4. Menaruh handuk di lantai atau sudut kamar mandi

Handuk bersih maupun handuk yang sudah digunakan sebaiknya tidak dibiarkan menumpuk di lantai atau di samping bathtub. Selain membuat ruangan tampak kurang rapi, kebiasaan ini juga membuat handuk lebih mudah lembap dan memunculkan bau tidak sedap.
Manfaatkan ruang vertikal dengan memasang rak di atas toilet atau kait di balik pintu untuk menggantung handuk. Cara sederhana ini membuat area lantai tetap lega sekaligus membantu menjaga sirkulasi udara pada handuk.
5. Terlalu banyak memadukan warna logam

Memadukan aksesori berwarna emas, krom, hitam, dan perunggu memang bisa memberikan karakter pada kamar mandi. Namun, jika dilakukan tanpa konsep yang jelas, perpaduan tersebut justru membuat ruangan terlihat ramai dan kurang harmonis.
Pilih satu jenis logam sebagai elemen dominan, kemudian gunakan warna logam lain sebagai aksen.
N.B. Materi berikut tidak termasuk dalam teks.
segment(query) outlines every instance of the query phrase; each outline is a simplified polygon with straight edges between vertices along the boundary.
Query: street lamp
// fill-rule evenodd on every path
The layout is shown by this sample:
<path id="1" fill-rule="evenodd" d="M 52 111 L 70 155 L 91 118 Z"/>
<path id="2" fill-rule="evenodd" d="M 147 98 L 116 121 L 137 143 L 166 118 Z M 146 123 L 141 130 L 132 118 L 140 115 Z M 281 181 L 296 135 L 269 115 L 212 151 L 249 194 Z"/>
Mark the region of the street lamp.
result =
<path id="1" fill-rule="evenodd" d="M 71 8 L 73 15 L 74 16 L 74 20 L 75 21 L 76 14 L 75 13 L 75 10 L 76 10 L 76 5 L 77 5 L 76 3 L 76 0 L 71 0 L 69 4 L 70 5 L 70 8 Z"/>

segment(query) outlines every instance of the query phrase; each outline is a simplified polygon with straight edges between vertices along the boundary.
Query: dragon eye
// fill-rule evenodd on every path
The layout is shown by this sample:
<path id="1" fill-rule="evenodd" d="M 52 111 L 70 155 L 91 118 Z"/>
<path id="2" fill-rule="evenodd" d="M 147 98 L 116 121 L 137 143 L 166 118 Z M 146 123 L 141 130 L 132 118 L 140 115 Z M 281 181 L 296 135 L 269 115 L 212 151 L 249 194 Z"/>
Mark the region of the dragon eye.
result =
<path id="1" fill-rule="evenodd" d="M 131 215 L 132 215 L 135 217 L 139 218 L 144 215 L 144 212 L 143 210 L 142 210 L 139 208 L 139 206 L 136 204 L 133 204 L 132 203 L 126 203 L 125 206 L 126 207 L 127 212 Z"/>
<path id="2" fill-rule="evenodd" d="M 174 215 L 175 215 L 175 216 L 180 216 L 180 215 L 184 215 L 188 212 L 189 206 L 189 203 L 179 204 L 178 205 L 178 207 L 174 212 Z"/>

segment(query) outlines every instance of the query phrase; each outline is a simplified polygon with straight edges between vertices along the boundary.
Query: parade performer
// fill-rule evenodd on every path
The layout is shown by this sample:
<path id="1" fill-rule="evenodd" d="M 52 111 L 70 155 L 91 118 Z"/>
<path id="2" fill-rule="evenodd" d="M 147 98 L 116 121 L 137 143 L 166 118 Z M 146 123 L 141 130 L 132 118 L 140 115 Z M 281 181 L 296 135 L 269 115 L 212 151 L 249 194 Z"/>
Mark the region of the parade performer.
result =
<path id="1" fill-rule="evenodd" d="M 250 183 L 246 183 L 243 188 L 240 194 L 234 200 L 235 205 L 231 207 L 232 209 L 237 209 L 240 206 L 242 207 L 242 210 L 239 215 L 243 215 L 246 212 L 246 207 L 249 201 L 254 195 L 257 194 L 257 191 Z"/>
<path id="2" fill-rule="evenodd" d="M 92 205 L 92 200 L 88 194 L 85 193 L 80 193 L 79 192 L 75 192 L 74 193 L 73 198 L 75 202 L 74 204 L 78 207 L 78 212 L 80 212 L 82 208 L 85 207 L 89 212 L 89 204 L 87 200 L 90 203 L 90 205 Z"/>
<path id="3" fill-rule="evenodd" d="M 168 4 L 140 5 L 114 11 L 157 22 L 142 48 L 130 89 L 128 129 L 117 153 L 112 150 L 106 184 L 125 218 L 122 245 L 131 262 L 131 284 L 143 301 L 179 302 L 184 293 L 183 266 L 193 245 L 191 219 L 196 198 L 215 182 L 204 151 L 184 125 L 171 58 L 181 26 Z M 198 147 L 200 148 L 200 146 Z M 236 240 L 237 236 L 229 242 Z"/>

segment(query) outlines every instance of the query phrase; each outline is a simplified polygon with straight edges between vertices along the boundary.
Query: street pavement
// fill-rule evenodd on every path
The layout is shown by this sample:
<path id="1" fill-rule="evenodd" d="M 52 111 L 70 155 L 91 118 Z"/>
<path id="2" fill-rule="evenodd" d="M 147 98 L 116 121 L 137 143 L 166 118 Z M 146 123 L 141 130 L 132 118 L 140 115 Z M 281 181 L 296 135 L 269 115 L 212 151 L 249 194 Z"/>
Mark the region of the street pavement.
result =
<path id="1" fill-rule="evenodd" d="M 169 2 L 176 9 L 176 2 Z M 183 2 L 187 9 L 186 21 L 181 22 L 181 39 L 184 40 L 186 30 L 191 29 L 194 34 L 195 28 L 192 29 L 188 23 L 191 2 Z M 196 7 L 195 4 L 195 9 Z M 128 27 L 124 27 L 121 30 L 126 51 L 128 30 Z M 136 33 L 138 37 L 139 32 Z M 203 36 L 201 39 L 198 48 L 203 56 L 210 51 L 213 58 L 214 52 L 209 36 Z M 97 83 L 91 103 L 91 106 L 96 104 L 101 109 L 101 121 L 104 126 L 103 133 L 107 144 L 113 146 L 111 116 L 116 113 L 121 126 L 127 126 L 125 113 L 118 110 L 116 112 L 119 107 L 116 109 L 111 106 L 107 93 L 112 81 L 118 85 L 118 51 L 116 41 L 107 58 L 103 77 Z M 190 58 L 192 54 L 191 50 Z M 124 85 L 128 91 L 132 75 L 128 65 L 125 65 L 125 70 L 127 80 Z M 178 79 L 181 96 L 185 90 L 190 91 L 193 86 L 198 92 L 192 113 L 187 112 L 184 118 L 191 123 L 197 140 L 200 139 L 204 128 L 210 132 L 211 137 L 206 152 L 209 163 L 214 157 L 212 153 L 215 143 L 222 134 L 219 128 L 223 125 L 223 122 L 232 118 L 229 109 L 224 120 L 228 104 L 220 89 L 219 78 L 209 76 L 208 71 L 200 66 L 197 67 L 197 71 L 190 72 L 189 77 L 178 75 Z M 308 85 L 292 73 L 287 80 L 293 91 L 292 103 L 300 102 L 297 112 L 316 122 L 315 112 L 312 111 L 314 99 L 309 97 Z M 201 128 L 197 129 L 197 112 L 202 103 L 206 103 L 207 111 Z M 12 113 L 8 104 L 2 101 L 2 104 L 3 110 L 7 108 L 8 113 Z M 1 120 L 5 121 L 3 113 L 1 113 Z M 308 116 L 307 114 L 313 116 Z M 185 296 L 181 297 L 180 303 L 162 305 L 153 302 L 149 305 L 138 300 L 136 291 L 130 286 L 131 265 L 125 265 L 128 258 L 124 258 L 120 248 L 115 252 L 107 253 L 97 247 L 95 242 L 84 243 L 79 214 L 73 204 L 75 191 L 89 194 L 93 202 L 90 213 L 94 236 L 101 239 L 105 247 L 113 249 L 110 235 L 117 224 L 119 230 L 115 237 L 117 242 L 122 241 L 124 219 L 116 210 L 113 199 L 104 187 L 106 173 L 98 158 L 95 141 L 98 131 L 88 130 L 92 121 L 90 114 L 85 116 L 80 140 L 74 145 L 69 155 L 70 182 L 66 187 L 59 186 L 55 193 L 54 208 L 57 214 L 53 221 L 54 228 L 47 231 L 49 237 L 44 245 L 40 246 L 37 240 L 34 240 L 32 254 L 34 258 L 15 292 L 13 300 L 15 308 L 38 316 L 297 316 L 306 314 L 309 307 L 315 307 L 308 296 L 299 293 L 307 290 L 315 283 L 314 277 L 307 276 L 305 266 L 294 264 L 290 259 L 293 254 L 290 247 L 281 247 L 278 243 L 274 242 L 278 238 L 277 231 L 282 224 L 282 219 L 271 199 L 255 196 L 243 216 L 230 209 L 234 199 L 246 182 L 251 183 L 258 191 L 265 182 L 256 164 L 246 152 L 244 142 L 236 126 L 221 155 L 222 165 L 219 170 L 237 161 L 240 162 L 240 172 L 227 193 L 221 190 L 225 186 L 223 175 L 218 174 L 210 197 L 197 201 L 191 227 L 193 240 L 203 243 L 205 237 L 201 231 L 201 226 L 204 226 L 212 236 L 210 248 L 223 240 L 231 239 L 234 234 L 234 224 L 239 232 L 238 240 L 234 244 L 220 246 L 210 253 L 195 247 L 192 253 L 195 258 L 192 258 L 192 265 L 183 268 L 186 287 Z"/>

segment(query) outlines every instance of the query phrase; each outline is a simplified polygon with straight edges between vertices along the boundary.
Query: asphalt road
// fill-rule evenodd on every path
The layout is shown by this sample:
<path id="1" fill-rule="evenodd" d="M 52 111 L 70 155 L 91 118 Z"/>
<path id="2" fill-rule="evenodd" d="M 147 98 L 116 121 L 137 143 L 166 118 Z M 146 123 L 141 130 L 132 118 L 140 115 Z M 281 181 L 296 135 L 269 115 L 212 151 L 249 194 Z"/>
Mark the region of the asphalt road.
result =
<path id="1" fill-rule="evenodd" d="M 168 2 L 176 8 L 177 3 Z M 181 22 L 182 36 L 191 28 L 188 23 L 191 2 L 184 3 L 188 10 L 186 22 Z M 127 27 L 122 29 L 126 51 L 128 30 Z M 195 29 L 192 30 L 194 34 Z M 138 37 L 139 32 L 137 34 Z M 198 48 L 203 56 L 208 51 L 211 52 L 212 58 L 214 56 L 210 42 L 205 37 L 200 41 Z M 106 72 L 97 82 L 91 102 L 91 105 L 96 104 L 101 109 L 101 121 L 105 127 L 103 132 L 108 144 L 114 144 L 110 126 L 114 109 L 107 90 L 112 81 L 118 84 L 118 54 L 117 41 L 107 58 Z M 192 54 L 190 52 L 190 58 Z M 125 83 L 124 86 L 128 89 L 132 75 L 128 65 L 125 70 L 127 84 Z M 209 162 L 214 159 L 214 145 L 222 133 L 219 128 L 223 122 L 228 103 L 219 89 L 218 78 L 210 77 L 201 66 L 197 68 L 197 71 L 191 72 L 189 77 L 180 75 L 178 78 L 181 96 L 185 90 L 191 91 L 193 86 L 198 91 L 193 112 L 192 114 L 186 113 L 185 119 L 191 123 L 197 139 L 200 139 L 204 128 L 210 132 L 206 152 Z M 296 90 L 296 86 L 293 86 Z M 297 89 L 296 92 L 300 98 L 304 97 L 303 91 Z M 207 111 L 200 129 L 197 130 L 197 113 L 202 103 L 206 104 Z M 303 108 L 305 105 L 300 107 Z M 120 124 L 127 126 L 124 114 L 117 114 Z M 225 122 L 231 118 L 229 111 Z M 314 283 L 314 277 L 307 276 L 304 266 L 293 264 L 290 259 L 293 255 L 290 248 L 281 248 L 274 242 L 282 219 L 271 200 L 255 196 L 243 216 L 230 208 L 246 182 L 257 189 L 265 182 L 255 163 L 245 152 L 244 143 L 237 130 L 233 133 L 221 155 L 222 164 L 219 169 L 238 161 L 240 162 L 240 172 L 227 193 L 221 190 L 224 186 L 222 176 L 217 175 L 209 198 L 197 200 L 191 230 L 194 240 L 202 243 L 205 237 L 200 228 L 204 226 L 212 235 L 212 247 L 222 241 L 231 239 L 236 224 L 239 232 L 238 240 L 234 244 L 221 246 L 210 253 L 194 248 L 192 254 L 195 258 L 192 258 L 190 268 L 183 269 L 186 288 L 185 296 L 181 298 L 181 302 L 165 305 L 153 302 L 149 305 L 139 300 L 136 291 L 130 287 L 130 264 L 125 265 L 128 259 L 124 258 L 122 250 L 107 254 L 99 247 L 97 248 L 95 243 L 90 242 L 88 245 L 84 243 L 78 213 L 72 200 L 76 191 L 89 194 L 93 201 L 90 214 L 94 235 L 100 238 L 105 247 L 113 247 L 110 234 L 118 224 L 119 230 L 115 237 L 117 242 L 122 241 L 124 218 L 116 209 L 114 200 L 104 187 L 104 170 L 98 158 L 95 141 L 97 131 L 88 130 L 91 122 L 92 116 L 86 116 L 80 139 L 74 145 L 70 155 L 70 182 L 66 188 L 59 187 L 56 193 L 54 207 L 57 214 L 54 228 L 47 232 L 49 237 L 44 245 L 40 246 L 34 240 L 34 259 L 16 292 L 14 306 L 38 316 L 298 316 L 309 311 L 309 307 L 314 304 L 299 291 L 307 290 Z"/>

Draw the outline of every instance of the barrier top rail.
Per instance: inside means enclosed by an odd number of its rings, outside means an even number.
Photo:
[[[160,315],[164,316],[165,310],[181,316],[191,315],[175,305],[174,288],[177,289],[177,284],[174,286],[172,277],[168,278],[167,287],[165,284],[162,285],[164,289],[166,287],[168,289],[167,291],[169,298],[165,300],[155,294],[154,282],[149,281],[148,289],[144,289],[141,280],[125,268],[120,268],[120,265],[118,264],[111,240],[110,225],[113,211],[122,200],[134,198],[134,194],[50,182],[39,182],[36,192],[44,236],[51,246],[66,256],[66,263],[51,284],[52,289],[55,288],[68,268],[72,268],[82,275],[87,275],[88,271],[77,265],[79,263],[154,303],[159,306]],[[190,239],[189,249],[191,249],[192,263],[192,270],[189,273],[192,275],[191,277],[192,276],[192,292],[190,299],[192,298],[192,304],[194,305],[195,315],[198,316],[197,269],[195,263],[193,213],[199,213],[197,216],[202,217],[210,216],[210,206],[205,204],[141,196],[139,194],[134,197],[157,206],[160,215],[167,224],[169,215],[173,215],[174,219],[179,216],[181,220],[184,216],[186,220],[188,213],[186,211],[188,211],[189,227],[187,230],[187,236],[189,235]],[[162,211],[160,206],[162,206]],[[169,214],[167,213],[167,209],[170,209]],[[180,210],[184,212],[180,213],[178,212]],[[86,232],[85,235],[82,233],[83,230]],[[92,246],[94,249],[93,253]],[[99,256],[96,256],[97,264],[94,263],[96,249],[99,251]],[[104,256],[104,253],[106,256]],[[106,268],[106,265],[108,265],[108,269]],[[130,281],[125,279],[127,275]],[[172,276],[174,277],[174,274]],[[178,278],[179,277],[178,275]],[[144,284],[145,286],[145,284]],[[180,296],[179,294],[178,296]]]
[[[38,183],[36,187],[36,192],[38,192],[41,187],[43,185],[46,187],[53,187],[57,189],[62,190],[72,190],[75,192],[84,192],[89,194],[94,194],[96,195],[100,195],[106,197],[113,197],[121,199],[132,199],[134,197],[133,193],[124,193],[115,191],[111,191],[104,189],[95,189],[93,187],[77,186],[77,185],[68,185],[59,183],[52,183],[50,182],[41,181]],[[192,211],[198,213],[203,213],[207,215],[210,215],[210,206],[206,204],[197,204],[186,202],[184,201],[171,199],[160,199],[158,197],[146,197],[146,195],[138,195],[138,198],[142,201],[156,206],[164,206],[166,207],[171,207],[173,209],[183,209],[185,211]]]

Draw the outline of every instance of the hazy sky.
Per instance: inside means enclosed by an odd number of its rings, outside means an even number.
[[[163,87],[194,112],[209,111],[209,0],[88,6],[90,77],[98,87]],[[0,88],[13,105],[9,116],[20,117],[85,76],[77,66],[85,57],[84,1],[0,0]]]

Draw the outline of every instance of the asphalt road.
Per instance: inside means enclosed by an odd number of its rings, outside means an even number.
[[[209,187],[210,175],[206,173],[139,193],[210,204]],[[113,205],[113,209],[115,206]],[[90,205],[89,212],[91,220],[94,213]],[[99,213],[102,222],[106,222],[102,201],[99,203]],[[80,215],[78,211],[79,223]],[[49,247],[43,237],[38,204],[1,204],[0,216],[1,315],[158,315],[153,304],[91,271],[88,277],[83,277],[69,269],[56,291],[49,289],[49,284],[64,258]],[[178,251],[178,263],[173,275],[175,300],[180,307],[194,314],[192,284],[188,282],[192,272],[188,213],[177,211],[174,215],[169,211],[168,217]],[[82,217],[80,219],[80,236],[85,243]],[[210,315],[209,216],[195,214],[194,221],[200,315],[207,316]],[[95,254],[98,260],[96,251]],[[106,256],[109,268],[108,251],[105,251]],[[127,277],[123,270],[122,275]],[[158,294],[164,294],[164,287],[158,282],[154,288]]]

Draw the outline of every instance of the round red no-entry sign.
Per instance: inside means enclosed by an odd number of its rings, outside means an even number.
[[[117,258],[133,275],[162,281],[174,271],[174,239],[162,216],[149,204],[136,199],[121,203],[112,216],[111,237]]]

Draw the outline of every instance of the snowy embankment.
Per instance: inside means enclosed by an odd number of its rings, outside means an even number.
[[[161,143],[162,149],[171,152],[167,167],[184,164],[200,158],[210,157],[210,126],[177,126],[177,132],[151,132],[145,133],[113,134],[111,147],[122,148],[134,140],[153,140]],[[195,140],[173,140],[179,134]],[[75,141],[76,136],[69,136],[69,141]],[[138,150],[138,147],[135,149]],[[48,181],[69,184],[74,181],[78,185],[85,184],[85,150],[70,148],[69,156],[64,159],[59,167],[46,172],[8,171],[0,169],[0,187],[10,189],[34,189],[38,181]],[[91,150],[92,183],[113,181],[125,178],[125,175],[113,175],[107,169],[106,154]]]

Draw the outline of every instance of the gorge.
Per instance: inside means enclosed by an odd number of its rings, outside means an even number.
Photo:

Komposisi yang seimbang akan membuat tampilan kamar mandi terasa lebih elegan tanpa mengurangi kesan rapi.
6. Menggunakan banyak keset berukuran kecil

Keset memang penting untuk menjaga lantai tetap kering, tetapi terlalu banyak keset kecil justru membuat tampilan kamar mandi terpecah-pecah. Akibatnya, ruangan terasa lebih penuh dan kurang menyatu secara visual.
"Karpet kamar mandi seharusnya mengutamakan fungsi. Namun, ketika ukurannya terlalu kecil, jumlahnya terlalu banyak, atau penempatannya kurang tepat, karpet tersebut justru menjadi gangguan visual, bukan lagi elemen yang memiliki tujuan," kata Margie Kaercher, pendiri Hearth & Honey Homes, dikutip dari Southern Living.
Sebagai gantinya, gunakan satu karpet panjang (runner) yang mampu menjangkau beberapa area sekaligus. Selain memberikan kesan lebih luas, pilihan ini juga membuat desain kamar mandi terlihat lebih bersih, modern, dan tertata.
Sedikit perubahan dalam cara menyimpan dan menata barang dapat memberikan perbedaan yang cukup besar pada tampilan kamar mandi. Jadi, tak ada salahnya mulai mengevaluasi isi kamar mandi kamu agar ruangan ini tetap bersih, rapi, dan terasa lebih menenangkan.